You are viewing a plain text version of this content. The canonical link for it is here.
Posted to java-user@lucene.apache.org by John Wang <jo...@gmail.com> on 2005/01/05 19:54:20 UTC

multi-threaded thru-put in lucene

Hi folks:

    We are trying to measure thru-put lucene in a multi-threaded environment. 

    This is what we found:

     1 thread, search takes 20 ms.

      2 threads, search takes 40 ms.

      5 threads, search takes 100 ms.


     Seems like under a multi-threaded scenario, thru-put isn't good,
performance is not any better than that of 1 thread.

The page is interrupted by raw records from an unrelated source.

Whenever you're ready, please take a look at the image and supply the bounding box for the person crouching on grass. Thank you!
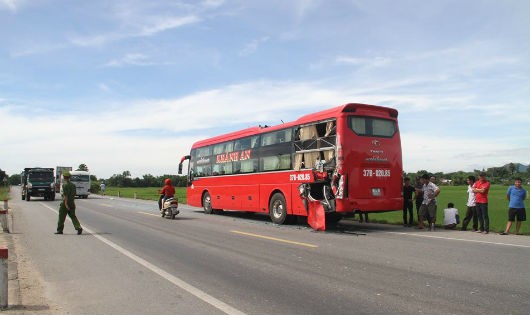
[443,202,459,229]
[500,177,527,235]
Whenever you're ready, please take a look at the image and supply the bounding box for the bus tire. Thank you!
[202,192,213,214]
[269,193,288,225]
[325,212,343,226]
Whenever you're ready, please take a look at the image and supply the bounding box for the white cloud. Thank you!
[2,78,528,179]
[137,15,201,37]
[0,0,21,12]
[98,83,111,92]
[335,56,391,67]
[103,53,162,67]
[401,133,530,173]
[70,14,200,47]
[239,36,270,56]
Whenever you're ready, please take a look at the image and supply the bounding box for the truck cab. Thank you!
[21,167,55,201]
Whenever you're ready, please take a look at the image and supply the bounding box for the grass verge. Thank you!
[97,185,528,234]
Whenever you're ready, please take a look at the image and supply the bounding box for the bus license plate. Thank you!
[372,188,381,196]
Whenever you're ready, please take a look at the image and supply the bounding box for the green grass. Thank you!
[369,185,528,234]
[100,187,187,203]
[99,185,528,234]
[0,185,9,201]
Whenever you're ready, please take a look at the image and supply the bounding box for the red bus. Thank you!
[179,103,403,226]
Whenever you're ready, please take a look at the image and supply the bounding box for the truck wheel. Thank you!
[26,193,30,201]
[202,192,213,214]
[51,194,55,201]
[21,193,25,200]
[269,193,288,225]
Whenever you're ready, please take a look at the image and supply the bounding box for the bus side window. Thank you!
[235,137,251,151]
[240,160,257,173]
[251,136,260,148]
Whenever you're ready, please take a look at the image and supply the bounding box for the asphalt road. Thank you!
[5,187,530,315]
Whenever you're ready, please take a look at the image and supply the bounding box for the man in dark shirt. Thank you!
[403,177,416,226]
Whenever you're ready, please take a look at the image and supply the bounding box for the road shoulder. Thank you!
[0,209,60,314]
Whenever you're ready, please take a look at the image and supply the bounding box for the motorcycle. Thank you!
[160,197,179,219]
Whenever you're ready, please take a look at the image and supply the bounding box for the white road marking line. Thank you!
[39,202,247,315]
[385,231,530,248]
[99,203,114,208]
[138,211,159,217]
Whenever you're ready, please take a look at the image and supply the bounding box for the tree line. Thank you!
[102,171,187,188]
[405,163,529,186]
[2,162,528,190]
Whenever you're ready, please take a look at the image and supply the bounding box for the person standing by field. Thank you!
[55,171,83,235]
[414,177,424,224]
[500,177,527,235]
[473,172,490,234]
[461,176,478,231]
[403,177,415,226]
[418,174,441,231]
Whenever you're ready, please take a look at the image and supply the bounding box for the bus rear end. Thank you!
[335,104,402,213]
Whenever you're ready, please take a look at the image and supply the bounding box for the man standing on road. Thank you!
[100,181,106,195]
[500,177,527,235]
[55,171,83,235]
[461,176,478,231]
[403,177,415,226]
[414,177,424,225]
[418,174,440,231]
[473,172,490,234]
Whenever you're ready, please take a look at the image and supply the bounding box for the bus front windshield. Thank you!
[71,175,90,182]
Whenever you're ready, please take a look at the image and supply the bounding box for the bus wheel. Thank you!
[202,192,213,214]
[325,213,343,227]
[269,193,287,224]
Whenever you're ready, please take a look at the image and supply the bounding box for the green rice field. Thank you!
[0,185,9,201]
[102,187,187,203]
[99,185,528,234]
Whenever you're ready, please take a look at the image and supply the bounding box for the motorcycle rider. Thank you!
[158,178,175,211]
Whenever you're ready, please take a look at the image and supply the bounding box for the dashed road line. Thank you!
[231,230,318,248]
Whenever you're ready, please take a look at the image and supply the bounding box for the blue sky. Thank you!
[1,0,529,178]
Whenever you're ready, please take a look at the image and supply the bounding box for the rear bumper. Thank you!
[335,197,403,213]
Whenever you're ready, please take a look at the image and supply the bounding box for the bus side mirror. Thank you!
[178,155,191,175]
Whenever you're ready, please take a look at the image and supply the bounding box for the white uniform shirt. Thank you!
[443,207,459,225]
[467,185,476,207]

     I tried to share an IndexSearcher amongst all threads as well as
having an IndexSearcher per thread. Both yield same numbers.

     Is this consistent with what you'd expect?

Thanks

-John

---------------------------------------------------------------------
To unsubscribe, e-mail: lucene-user-unsubscribe@jakarta.apache.org
For additional commands, e-mail: lucene-user-help@jakarta.apache.org


Re: multi-threaded thru-put in lucene

Posted by John Wang <jo...@gmail.com>.
Thanks Doug! You are right, by adding a Thread.sleep() helped greatly.

Mysteries of Java...

Another Java threading question.
With 1 thread, iterations of 100 searches, it took about 850 ms.
by adding a Thread.sleep(10) in the loop. It is taking about 2200 ms.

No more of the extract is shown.